Le scénario passe donc au second plan puisqu'il, somme toute, assez prévisible. Le jeu des symboles, les scènes se retrouvant en écho durant le film (le discours de Sang-hyeon dans le confessionnal et celui qu'il tiens plus tard à Tae-joo sur le suicide ou les préliminaires de l'acte sexuelle reproduit lors de la scène de la "résurrection") et la mise en image des tourments des personnages forment la majeur partie du film sans que le réalisateur ne perde le rythme de son œuvre. Je ne suis donc pas ennuyé une seule seconde, ni n'ai eu besoin de regarder ma montre durant la projection, tant j'étais absorbé par la beauté des images et le jeu des acteurs.

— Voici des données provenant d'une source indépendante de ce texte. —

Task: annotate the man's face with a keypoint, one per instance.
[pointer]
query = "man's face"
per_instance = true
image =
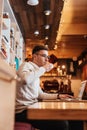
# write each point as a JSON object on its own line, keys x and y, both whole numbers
{"x": 41, "y": 57}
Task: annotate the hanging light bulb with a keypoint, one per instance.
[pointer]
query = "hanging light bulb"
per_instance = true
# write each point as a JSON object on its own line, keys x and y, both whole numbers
{"x": 33, "y": 2}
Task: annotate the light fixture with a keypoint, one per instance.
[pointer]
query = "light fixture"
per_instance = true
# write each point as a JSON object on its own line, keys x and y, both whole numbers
{"x": 33, "y": 2}
{"x": 47, "y": 12}
{"x": 47, "y": 26}
{"x": 36, "y": 32}
{"x": 46, "y": 38}
{"x": 55, "y": 47}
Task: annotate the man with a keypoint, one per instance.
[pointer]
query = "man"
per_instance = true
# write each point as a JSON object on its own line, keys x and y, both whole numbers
{"x": 29, "y": 90}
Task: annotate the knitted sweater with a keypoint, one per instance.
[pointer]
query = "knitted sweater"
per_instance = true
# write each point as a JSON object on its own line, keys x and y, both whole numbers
{"x": 28, "y": 90}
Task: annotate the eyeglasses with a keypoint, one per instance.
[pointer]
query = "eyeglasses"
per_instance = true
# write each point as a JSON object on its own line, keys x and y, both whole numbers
{"x": 44, "y": 55}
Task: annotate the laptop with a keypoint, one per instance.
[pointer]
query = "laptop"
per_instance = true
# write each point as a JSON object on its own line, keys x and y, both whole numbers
{"x": 78, "y": 98}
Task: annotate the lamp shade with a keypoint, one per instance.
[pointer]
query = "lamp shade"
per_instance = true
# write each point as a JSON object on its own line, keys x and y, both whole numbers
{"x": 33, "y": 2}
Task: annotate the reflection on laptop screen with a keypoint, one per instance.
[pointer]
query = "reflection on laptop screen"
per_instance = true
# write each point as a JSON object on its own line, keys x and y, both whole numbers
{"x": 82, "y": 88}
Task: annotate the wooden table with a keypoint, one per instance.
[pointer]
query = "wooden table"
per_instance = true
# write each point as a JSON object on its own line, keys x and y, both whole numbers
{"x": 58, "y": 111}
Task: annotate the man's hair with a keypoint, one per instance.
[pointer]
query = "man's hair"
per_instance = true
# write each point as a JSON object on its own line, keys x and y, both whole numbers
{"x": 38, "y": 48}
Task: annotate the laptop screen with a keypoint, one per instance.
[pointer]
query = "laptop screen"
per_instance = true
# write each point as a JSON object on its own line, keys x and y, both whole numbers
{"x": 82, "y": 88}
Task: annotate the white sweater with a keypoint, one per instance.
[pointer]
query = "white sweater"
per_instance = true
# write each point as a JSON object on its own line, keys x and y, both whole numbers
{"x": 28, "y": 90}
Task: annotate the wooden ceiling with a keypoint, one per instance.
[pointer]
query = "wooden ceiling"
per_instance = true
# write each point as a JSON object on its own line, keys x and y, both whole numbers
{"x": 67, "y": 21}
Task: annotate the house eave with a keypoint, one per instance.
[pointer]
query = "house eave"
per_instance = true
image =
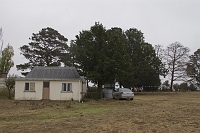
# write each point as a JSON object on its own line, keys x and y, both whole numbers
{"x": 45, "y": 79}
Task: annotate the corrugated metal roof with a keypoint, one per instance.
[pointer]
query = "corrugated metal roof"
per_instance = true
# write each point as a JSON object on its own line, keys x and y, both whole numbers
{"x": 53, "y": 73}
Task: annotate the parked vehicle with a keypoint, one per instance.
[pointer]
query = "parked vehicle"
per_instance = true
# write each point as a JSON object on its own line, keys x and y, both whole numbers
{"x": 123, "y": 93}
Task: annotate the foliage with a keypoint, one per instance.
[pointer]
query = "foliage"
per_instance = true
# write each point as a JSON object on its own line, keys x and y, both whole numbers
{"x": 4, "y": 93}
{"x": 176, "y": 86}
{"x": 47, "y": 48}
{"x": 176, "y": 58}
{"x": 10, "y": 84}
{"x": 6, "y": 61}
{"x": 183, "y": 86}
{"x": 145, "y": 65}
{"x": 165, "y": 85}
{"x": 105, "y": 56}
{"x": 193, "y": 68}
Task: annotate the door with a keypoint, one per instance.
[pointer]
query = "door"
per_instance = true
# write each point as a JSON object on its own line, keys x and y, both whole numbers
{"x": 45, "y": 90}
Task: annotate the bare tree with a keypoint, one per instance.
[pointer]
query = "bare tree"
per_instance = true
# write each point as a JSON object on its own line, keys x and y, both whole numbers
{"x": 159, "y": 50}
{"x": 176, "y": 56}
{"x": 160, "y": 53}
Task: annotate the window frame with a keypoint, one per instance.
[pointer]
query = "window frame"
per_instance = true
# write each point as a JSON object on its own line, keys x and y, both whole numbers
{"x": 66, "y": 87}
{"x": 28, "y": 86}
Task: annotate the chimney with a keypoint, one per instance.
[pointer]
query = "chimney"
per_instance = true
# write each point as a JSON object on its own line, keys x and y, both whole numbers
{"x": 3, "y": 75}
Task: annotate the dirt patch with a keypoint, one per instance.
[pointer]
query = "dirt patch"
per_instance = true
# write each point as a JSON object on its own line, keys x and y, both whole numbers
{"x": 153, "y": 113}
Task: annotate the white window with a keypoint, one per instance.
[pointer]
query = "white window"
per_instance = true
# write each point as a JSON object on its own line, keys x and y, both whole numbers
{"x": 67, "y": 87}
{"x": 30, "y": 86}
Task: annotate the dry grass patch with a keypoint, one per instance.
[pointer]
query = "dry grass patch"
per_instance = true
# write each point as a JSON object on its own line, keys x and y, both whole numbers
{"x": 148, "y": 112}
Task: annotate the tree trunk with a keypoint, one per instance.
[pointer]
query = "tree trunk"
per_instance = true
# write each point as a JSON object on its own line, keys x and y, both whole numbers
{"x": 173, "y": 67}
{"x": 9, "y": 95}
{"x": 99, "y": 89}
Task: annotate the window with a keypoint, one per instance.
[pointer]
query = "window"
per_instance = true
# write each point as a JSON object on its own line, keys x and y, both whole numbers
{"x": 67, "y": 87}
{"x": 30, "y": 86}
{"x": 27, "y": 86}
{"x": 63, "y": 86}
{"x": 46, "y": 84}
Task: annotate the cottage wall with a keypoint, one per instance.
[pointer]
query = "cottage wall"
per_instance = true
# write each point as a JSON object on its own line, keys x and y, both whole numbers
{"x": 57, "y": 94}
{"x": 54, "y": 94}
{"x": 21, "y": 94}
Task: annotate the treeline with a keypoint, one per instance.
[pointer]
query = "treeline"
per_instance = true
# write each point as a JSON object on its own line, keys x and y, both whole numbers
{"x": 107, "y": 55}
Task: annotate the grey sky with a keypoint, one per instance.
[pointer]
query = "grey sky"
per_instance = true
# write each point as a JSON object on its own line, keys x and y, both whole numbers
{"x": 162, "y": 21}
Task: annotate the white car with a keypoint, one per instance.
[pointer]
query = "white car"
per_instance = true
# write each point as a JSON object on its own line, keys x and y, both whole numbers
{"x": 123, "y": 93}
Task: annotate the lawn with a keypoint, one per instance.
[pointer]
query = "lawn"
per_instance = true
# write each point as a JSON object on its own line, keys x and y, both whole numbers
{"x": 149, "y": 112}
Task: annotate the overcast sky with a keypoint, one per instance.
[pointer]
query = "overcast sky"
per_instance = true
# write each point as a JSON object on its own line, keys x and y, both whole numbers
{"x": 162, "y": 21}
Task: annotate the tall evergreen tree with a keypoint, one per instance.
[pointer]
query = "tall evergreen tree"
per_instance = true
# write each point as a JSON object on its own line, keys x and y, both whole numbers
{"x": 6, "y": 61}
{"x": 145, "y": 63}
{"x": 193, "y": 68}
{"x": 45, "y": 49}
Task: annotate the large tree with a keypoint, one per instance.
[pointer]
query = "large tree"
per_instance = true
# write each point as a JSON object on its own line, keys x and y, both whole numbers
{"x": 145, "y": 64}
{"x": 193, "y": 68}
{"x": 6, "y": 61}
{"x": 88, "y": 50}
{"x": 45, "y": 49}
{"x": 176, "y": 57}
{"x": 100, "y": 54}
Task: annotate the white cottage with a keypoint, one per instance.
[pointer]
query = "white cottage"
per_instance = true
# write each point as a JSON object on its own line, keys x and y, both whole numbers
{"x": 53, "y": 83}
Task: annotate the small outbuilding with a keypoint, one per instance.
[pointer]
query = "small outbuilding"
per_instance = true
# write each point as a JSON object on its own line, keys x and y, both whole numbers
{"x": 51, "y": 83}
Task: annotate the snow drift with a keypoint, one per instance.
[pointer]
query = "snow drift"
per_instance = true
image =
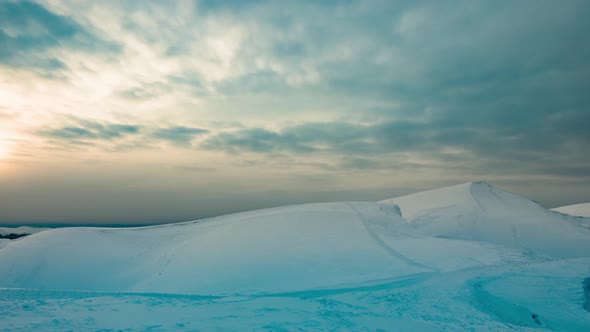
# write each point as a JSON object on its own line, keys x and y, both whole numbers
{"x": 580, "y": 210}
{"x": 478, "y": 211}
{"x": 466, "y": 257}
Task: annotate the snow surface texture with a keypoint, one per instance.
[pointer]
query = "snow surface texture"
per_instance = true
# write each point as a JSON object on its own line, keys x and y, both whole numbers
{"x": 580, "y": 210}
{"x": 467, "y": 257}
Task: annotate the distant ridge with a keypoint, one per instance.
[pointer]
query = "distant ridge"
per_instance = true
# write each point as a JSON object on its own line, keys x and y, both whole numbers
{"x": 479, "y": 211}
{"x": 579, "y": 210}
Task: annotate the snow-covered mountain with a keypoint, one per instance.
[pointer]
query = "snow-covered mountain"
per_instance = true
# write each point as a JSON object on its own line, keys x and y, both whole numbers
{"x": 580, "y": 210}
{"x": 464, "y": 257}
{"x": 478, "y": 211}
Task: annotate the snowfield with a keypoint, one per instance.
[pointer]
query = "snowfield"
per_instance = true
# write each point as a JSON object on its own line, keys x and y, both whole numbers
{"x": 580, "y": 210}
{"x": 467, "y": 257}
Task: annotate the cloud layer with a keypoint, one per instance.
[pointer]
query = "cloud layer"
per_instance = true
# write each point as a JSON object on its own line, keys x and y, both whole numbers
{"x": 421, "y": 93}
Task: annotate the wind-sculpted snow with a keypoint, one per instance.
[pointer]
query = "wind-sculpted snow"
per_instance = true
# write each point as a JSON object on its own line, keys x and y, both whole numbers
{"x": 480, "y": 212}
{"x": 468, "y": 257}
{"x": 580, "y": 210}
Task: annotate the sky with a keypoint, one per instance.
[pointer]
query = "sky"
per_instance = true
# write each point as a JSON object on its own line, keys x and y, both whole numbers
{"x": 141, "y": 112}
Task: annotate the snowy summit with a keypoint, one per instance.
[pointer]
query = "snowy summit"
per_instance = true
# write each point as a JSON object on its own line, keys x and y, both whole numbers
{"x": 469, "y": 256}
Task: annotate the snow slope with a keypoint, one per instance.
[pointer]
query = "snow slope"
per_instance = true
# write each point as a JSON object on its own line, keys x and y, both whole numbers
{"x": 467, "y": 257}
{"x": 580, "y": 210}
{"x": 480, "y": 212}
{"x": 21, "y": 230}
{"x": 276, "y": 250}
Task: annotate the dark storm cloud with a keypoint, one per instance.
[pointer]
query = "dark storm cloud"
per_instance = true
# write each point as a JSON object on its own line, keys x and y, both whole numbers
{"x": 84, "y": 132}
{"x": 28, "y": 31}
{"x": 90, "y": 130}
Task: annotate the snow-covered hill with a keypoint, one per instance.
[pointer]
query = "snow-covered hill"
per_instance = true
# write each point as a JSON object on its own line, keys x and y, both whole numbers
{"x": 580, "y": 210}
{"x": 478, "y": 211}
{"x": 467, "y": 257}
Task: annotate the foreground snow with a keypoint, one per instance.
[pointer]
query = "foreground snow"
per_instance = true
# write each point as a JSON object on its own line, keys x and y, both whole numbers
{"x": 463, "y": 257}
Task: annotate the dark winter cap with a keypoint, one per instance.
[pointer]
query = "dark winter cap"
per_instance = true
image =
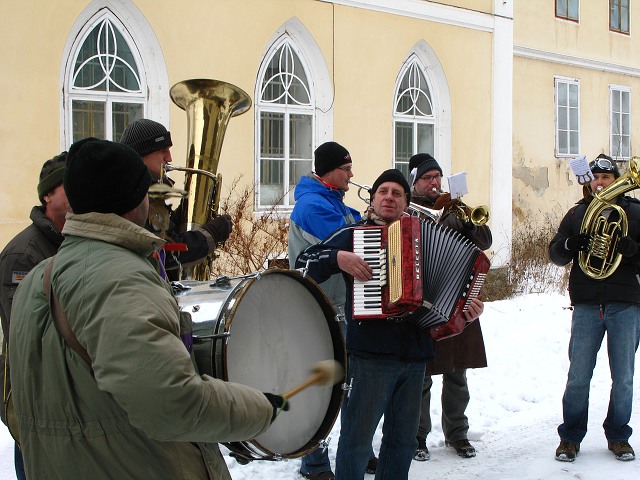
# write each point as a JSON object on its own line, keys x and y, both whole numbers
{"x": 51, "y": 175}
{"x": 392, "y": 175}
{"x": 422, "y": 163}
{"x": 104, "y": 177}
{"x": 604, "y": 164}
{"x": 146, "y": 136}
{"x": 330, "y": 155}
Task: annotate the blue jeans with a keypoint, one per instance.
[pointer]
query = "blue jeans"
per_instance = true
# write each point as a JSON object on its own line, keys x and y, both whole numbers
{"x": 621, "y": 321}
{"x": 379, "y": 386}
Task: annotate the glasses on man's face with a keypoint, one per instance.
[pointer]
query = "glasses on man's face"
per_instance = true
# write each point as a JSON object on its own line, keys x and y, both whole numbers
{"x": 602, "y": 163}
{"x": 428, "y": 178}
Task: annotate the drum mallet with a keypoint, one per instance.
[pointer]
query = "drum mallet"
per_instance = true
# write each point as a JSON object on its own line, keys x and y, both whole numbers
{"x": 326, "y": 372}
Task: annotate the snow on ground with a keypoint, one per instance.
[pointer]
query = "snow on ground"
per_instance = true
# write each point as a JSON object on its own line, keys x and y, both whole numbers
{"x": 514, "y": 411}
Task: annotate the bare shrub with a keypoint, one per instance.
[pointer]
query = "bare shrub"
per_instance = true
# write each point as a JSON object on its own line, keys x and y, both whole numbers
{"x": 255, "y": 239}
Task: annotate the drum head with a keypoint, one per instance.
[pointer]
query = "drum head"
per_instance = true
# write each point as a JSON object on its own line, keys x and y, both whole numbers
{"x": 280, "y": 326}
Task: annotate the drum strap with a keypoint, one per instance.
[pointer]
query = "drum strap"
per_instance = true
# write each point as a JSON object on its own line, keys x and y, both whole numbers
{"x": 59, "y": 318}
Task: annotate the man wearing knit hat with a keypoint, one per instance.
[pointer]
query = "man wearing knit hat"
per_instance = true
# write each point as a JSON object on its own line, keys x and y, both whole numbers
{"x": 319, "y": 210}
{"x": 38, "y": 241}
{"x": 454, "y": 355}
{"x": 387, "y": 356}
{"x": 152, "y": 141}
{"x": 108, "y": 359}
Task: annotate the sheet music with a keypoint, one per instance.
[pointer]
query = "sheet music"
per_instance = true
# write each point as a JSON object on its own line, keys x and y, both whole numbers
{"x": 580, "y": 168}
{"x": 458, "y": 184}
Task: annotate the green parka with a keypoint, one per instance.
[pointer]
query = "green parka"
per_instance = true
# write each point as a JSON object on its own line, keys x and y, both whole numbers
{"x": 140, "y": 411}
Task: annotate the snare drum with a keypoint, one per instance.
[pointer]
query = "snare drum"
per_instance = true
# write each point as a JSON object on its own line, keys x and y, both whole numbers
{"x": 267, "y": 331}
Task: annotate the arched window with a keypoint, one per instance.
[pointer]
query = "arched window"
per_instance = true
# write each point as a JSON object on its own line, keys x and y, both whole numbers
{"x": 286, "y": 124}
{"x": 414, "y": 121}
{"x": 105, "y": 89}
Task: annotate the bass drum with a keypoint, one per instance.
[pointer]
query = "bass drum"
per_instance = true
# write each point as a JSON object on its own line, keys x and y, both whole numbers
{"x": 267, "y": 330}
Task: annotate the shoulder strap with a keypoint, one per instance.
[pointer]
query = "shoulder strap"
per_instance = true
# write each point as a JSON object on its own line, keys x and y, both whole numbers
{"x": 59, "y": 318}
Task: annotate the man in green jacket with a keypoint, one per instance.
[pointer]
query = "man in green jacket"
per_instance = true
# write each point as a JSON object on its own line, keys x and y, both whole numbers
{"x": 139, "y": 409}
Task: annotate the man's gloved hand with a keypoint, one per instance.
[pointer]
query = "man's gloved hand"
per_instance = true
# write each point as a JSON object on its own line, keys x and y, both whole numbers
{"x": 219, "y": 227}
{"x": 577, "y": 243}
{"x": 279, "y": 403}
{"x": 627, "y": 246}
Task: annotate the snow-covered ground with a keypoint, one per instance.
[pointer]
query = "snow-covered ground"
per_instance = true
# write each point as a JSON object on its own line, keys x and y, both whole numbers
{"x": 514, "y": 411}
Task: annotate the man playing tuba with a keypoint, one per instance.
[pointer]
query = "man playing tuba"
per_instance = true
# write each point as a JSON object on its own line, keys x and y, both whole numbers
{"x": 152, "y": 142}
{"x": 608, "y": 303}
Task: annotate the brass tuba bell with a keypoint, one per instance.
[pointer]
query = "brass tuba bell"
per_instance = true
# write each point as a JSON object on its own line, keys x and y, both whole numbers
{"x": 209, "y": 105}
{"x": 601, "y": 259}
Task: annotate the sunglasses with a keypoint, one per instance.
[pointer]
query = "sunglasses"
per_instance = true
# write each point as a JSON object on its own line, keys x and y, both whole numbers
{"x": 603, "y": 164}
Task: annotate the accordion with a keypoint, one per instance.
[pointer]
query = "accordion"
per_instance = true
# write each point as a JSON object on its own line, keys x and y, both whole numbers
{"x": 418, "y": 264}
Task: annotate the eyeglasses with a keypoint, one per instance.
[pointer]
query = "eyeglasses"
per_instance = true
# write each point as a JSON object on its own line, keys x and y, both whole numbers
{"x": 428, "y": 178}
{"x": 602, "y": 163}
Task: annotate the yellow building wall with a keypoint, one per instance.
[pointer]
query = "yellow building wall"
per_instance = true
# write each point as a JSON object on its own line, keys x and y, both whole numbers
{"x": 226, "y": 40}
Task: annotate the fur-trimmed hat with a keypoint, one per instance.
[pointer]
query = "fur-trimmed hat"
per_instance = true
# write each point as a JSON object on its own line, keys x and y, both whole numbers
{"x": 104, "y": 177}
{"x": 421, "y": 163}
{"x": 392, "y": 175}
{"x": 328, "y": 156}
{"x": 51, "y": 175}
{"x": 146, "y": 136}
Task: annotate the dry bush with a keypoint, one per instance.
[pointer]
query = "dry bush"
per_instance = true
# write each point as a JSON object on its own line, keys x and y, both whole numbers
{"x": 256, "y": 238}
{"x": 529, "y": 269}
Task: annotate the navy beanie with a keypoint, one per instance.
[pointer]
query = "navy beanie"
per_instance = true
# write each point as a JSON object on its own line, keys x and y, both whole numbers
{"x": 392, "y": 175}
{"x": 328, "y": 156}
{"x": 104, "y": 177}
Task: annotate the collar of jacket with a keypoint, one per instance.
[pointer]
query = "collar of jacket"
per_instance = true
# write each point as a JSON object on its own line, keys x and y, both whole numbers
{"x": 112, "y": 228}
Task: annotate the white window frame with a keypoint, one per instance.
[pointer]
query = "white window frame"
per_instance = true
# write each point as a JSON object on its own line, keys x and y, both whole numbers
{"x": 619, "y": 90}
{"x": 572, "y": 150}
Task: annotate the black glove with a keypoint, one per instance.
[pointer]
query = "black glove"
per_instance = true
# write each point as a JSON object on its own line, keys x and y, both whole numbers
{"x": 627, "y": 247}
{"x": 219, "y": 227}
{"x": 279, "y": 403}
{"x": 577, "y": 243}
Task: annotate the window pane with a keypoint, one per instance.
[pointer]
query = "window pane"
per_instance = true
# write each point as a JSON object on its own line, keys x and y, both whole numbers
{"x": 122, "y": 114}
{"x": 88, "y": 119}
{"x": 272, "y": 135}
{"x": 300, "y": 136}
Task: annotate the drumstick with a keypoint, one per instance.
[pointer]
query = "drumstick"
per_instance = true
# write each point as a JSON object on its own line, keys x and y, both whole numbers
{"x": 326, "y": 372}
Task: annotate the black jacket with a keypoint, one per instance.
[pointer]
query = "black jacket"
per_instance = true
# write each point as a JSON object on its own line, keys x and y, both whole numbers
{"x": 624, "y": 284}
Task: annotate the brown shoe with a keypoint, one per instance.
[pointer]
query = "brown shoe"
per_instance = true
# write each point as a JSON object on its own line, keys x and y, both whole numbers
{"x": 463, "y": 448}
{"x": 567, "y": 451}
{"x": 622, "y": 450}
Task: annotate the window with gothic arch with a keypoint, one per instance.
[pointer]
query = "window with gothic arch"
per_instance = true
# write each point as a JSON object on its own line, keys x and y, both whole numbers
{"x": 285, "y": 112}
{"x": 104, "y": 89}
{"x": 414, "y": 121}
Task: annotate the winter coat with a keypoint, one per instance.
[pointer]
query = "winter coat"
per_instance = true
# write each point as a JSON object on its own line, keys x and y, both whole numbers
{"x": 319, "y": 210}
{"x": 465, "y": 350}
{"x": 401, "y": 340}
{"x": 140, "y": 410}
{"x": 624, "y": 284}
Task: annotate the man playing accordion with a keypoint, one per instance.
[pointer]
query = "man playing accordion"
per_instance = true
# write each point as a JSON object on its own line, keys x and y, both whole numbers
{"x": 387, "y": 356}
{"x": 455, "y": 354}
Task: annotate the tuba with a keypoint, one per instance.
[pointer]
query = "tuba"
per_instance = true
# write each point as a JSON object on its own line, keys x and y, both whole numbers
{"x": 209, "y": 105}
{"x": 601, "y": 259}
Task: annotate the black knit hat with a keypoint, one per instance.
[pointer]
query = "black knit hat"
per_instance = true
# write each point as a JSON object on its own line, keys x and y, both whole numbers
{"x": 330, "y": 155}
{"x": 51, "y": 175}
{"x": 421, "y": 163}
{"x": 146, "y": 136}
{"x": 392, "y": 175}
{"x": 607, "y": 165}
{"x": 104, "y": 177}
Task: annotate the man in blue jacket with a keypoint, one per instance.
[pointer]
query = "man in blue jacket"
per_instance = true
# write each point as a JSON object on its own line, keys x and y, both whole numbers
{"x": 320, "y": 210}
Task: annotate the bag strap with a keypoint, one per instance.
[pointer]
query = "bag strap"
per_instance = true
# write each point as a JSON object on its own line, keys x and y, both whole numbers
{"x": 59, "y": 318}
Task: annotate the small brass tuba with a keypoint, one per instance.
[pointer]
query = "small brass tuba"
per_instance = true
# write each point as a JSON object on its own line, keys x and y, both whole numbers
{"x": 209, "y": 105}
{"x": 601, "y": 259}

Ainsi, Kang-oh Song ne manque pas à sa réputation et prouve qu'il est capable d'interpréter des personnages extrêmement variés (voir ses performances dans Memories of murder, sa folie dans Le Bon, la Brute et le Cinglé et les transformations de sa personnalité tout au long de Thirst, tant innocent, enjôleur, dominant, dominé et résigné). Quand à Ok-vin Kim, elle excelle dans un rôle de femme frustré devenant progressivement manipulatrice pour finir par être un véritable chat quand elle joue avec ses victimes.

Park-chan Wook continue donc de faire évoluer son cinéma et use de ses leçons apprises dans ses précédents films. Thirst use de l'absurde et du développement subtile des relations amoureuses de I'm a cyborg tout en retournant vers la beauté épique et déchiré de Lady vengeance. Park Chan-wook wins again.